Good job Ray with the EMS Photo Contest.

http://emsresponder.com/article/article.jsp?id=8297&siteSection=1

-NJN


----------



## karaya (Oct 1, 2008)

Thank you very much for the congrats NJ!  I just found out this was on EMS Responder just a short while ago.  I'm looking forward to going to the EMS Expo in Vegas this month!

Thanks again!

Ray


----------



## ffemt8978 (Oct 1, 2008)

Way to go!


----------



## Epi-do (Oct 1, 2008)

Congrats Ray!


----------



## karaya (Oct 2, 2008)

Thanks again gang!

Ray


----------



## daedalus (Oct 2, 2008)

I find myself a fan! Congrats Ray this is very cool.


----------



## Jon (Oct 2, 2008)

Cool, Ray.

At some point, we need to meet... so you can autograph my textbooks!


----------



## karaya (Oct 3, 2008)

Thank you daedalus and Jon!  Jon, are you attending the EMS Expo in Vegas this month?

Ray


----------



## MMiz (Oct 3, 2008)

That's awesome.  Congrats!


----------



## Jon (Oct 5, 2008)

karaya said:


> Thank you daedalus and Jon!  Jon, are you attending the EMS Expo in Vegas this month?
> 
> Ray


No... I'll probably be going to Baltimore again next year... but Vegas is too much!


----------



## karaya (Oct 5, 2008)

Jon said:


> No... I'll probably be going to Baltimore again next year... but Vegas is too much!


 
I was at EMS Today in Baltimore this year and will probably go back next year.  Will try to meet up with you then.

Thanks again,

Ray


----------



## daedalus (Oct 5, 2008)

Remember guys, Jon is a little young for Vegas 

jk


----------



## enjoynz (Oct 5, 2008)

Good one Ray!

Cheers Joy


----------



## karaya (Oct 5, 2008)

Thank you both, MMiz and enjoynz!  I do appreciate your comments.  And joy I do have that book for you.  I'll check with my publisher tomorrow to see if they can send it to you on their dime.  If not, I'll send you one of my copies.

Again, thanks much gang!!


----------



## Jon (Oct 5, 2008)

karaya said:


> I was at EMS Today in Baltimore this year and will probably go back next year.  Will try to meet up with you then.
> 
> Thanks again,
> 
> Ray


Ray... This was the first year since turning 21 that I made it to a convention.

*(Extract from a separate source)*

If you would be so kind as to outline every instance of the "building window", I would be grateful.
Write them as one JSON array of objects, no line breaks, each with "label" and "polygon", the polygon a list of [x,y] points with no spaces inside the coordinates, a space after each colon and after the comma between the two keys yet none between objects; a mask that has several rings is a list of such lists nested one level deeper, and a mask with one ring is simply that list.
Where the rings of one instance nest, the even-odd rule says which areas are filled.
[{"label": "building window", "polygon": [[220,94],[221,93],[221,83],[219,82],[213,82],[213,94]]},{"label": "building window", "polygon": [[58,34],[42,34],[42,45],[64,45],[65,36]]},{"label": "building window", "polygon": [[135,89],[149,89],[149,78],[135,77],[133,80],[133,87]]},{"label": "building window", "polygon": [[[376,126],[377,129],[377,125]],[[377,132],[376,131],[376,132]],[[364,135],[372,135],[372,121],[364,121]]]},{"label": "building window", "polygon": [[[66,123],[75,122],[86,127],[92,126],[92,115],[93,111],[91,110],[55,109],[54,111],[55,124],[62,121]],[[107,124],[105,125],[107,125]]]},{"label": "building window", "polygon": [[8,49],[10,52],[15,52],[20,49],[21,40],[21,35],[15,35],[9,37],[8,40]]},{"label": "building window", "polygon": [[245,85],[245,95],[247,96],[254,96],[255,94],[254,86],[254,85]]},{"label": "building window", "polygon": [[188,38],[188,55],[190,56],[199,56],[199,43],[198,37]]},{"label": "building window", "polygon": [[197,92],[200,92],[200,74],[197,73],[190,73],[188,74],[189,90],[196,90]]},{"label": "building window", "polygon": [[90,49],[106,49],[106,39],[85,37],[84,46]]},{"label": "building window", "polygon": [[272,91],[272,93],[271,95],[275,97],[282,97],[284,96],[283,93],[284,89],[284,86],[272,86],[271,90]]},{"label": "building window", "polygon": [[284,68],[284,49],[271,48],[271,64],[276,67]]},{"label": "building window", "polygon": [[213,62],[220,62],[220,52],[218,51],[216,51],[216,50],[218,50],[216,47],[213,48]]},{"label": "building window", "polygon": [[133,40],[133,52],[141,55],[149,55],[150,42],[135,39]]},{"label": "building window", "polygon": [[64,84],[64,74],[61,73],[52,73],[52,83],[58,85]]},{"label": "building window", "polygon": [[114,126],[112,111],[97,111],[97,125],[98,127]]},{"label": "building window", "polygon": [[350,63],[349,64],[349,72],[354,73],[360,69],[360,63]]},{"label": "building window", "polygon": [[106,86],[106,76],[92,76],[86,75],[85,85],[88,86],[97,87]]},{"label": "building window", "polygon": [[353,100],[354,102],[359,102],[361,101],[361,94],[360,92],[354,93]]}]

Remember... most of the meetings and business transpires after hours... in establishments that serve ETOH.

And the sales reps love to buy you stuff.


----------



## karaya (Oct 6, 2008)

I don't think a bought a single meal at the EMS Today conference.  I attended a dinner by Brady publishing and on two occasions another organization that I do presentations for picked up the tab as well as another one of my publishers.  And of course, there was plenty of ETOH on those tabs!

You're right, if you hob-nob with the right people you can pretty free load your way through a conference!


----------



## enjoynz (Oct 6, 2008)

karaya said:


> Thank you both, MMiz and enjoynz!  I do appreciate your comments.  And joy I do have that book for you.  I'll check with my publisher tomorrow to see if they can send it to you on their dime.  If not, I'll send you one of my copies.
> 
> Again, thanks much gang!!



Thanks Ray, you are a gem!
Cheers Joy


----------